Are Alternative Fuel Technologies Well Positioned to Take Over?
There’s been no shortage of news coverage lately with regards to the next generation of technology that will power our cars. Between automotive companies, governments, community groups, and independent bodies, it appears the days of petrol and diesel powered cars could be numbered. But just how well equipped are the alternatives?
Among the manufacturers: Mercedes-Benz have recently announced plans to release a 500km, five minute recharge electric vehicle within the next five years; Volvo plan 1,000,000 electric vehicles before 2025; Volkswagen envisage 30 of their own electric vehicle variants on the roads across the next decade; and Toyota are targeting hydrogen power (consistent with the Australian government). Crucially however, manufacturers are not alone – as well as an increasing uptake among motorists, European countries like the Netherlands and Norway have led the way in committing to banish the future sale of petrol and diesel cars.
In theory, the premise of hydrogen cars sound fantastic – a combination of resources that are readily available, with less degradation to the environment; a fuel that lasts as long as current offerings; and delivered in a way (by pump) that is familiar to every motorist on the road. However, to produce such copious amounts of hydrogen, it would be remiss to think that the process (be it, electrolysis or steam methane reforming) does not also create a burden on the wider environment – for instance, heavy infrastructure and transport needs, or the creation of carbon dioxide (respectively). Even the portable solutions being touted are limited in their ability to generate sufficient fuel for required purposes.
Similarly, electric vehicles are also a simple permutation – charging a car’s battery by way of infrastructure that offers a renewable source of energy. To date, the technology has been inhibited by a shortage of public infrastructure (on a private level, it is accessible), as well as inherent limits with the batteries of such vehicles – which often restrict drivers to a lower driving distance, and only after a lengthy period of time charging. Also, it goes without saying that such batteries require inputs, namely lithium, which involves a refining and manufacturing process.
What you’ll note among the plans from Mercedes-Benz mentioned earlier, as well as the latest electric vehicles from Tesla, is that there is a solution in the works to address the major shortcoming regarding vehicle range. But as with any technological development, it’s likely this will take time to bed down, and even then, we’ll continue to see incremental developments as we have with current fuel technologies.
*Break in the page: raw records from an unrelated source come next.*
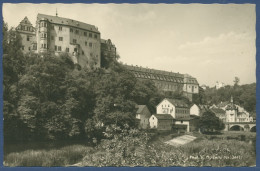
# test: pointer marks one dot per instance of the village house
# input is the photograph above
(178, 110)
(220, 113)
(27, 32)
(231, 112)
(142, 116)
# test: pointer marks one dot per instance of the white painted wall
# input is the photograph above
(165, 107)
(184, 123)
(194, 110)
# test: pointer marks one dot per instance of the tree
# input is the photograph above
(209, 122)
(236, 81)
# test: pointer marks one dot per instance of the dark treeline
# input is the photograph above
(243, 95)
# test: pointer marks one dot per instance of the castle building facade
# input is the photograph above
(108, 52)
(27, 32)
(167, 81)
(83, 43)
(80, 40)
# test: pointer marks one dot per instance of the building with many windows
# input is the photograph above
(56, 35)
(171, 114)
(27, 32)
(83, 43)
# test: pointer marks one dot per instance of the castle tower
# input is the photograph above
(42, 35)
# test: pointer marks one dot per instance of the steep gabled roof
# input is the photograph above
(67, 21)
(223, 104)
(26, 21)
(140, 108)
(218, 111)
(178, 103)
(163, 116)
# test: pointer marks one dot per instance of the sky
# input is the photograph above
(211, 42)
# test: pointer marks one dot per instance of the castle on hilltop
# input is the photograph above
(83, 43)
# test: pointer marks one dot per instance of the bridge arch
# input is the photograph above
(236, 128)
(253, 129)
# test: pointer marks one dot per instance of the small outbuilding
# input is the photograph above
(161, 122)
(142, 116)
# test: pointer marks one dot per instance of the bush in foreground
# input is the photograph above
(58, 157)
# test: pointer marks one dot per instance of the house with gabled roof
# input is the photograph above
(178, 109)
(162, 122)
(28, 35)
(142, 116)
(220, 113)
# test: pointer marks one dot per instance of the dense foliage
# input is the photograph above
(243, 95)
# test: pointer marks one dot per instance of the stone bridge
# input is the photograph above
(240, 126)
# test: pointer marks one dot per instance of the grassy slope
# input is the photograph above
(206, 150)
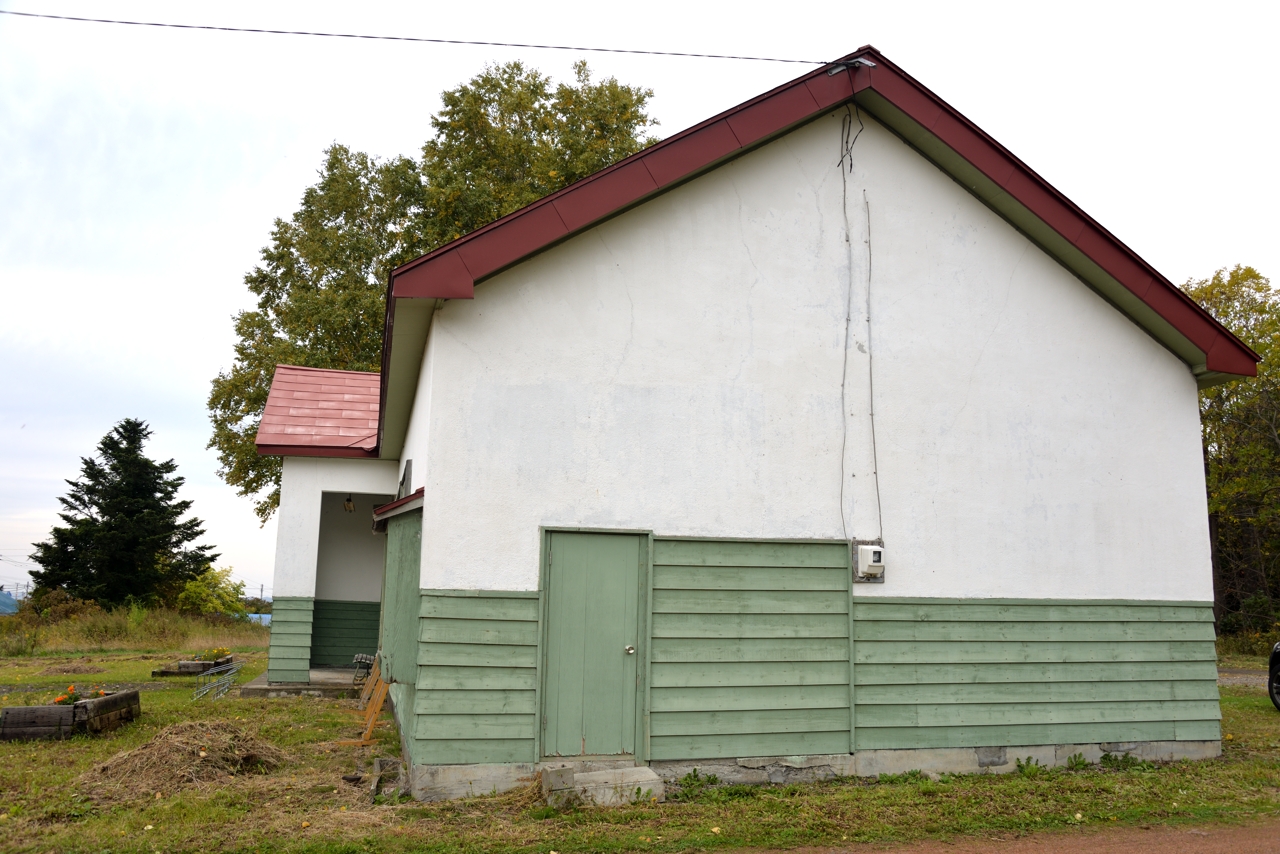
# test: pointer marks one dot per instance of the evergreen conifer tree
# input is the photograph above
(124, 537)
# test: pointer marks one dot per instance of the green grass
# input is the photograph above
(48, 809)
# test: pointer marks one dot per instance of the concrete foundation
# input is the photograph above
(606, 777)
(321, 681)
(871, 763)
(609, 788)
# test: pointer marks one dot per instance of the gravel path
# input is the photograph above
(1216, 839)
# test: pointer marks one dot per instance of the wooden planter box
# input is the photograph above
(99, 715)
(192, 667)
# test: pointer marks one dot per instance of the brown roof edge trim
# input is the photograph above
(446, 273)
(388, 510)
(314, 451)
(1224, 351)
(622, 185)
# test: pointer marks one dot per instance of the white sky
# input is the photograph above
(141, 169)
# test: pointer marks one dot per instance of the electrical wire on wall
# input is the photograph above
(848, 138)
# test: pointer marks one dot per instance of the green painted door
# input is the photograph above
(589, 706)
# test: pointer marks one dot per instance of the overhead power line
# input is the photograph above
(429, 41)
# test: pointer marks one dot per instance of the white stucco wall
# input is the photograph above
(304, 482)
(679, 369)
(351, 557)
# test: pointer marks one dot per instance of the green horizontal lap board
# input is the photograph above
(339, 630)
(476, 677)
(749, 651)
(289, 652)
(1000, 672)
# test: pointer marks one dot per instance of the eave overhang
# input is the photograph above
(880, 87)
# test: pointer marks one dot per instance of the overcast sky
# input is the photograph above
(141, 168)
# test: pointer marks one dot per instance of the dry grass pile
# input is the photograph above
(72, 668)
(182, 756)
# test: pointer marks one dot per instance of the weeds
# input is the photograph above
(1125, 762)
(1077, 762)
(693, 786)
(127, 628)
(1031, 768)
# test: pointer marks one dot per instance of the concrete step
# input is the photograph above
(608, 788)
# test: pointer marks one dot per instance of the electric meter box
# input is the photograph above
(871, 562)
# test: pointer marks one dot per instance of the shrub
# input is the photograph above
(49, 607)
(18, 638)
(213, 593)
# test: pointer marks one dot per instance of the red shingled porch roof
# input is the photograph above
(318, 412)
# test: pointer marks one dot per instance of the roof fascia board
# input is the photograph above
(402, 362)
(937, 131)
(1084, 246)
(314, 451)
(1034, 228)
(453, 270)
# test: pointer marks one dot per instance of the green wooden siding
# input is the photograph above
(984, 672)
(476, 695)
(401, 584)
(342, 629)
(758, 649)
(750, 649)
(289, 653)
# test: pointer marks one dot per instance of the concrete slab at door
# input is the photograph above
(592, 622)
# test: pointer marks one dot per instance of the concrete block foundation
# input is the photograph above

The US has been one market experiencing phenomenal growth in the sales, and infrastructure development, for electric vehicles – particularly as Tesla offers affordable vehicle prices and charging costs continue to decrease. Similarly, European markets are among those with the highest uptake of electric vehicles, alongside China and Japan. With this in mind, what becomes evident is that the countries with either the financial resources (e.g. Nordic countries), or those with sheer population (to leverage economies of scale), are the frontrunners in introducing such initiatives.
While the Australian government might have plans for alternative fuel technology to head in one direction with hydrogen, it would seem most of the world sees things a little differently. And in much the way we’ve become accustom to charging our phones daily, it might not be too long before we’re doing the same with our vehicles.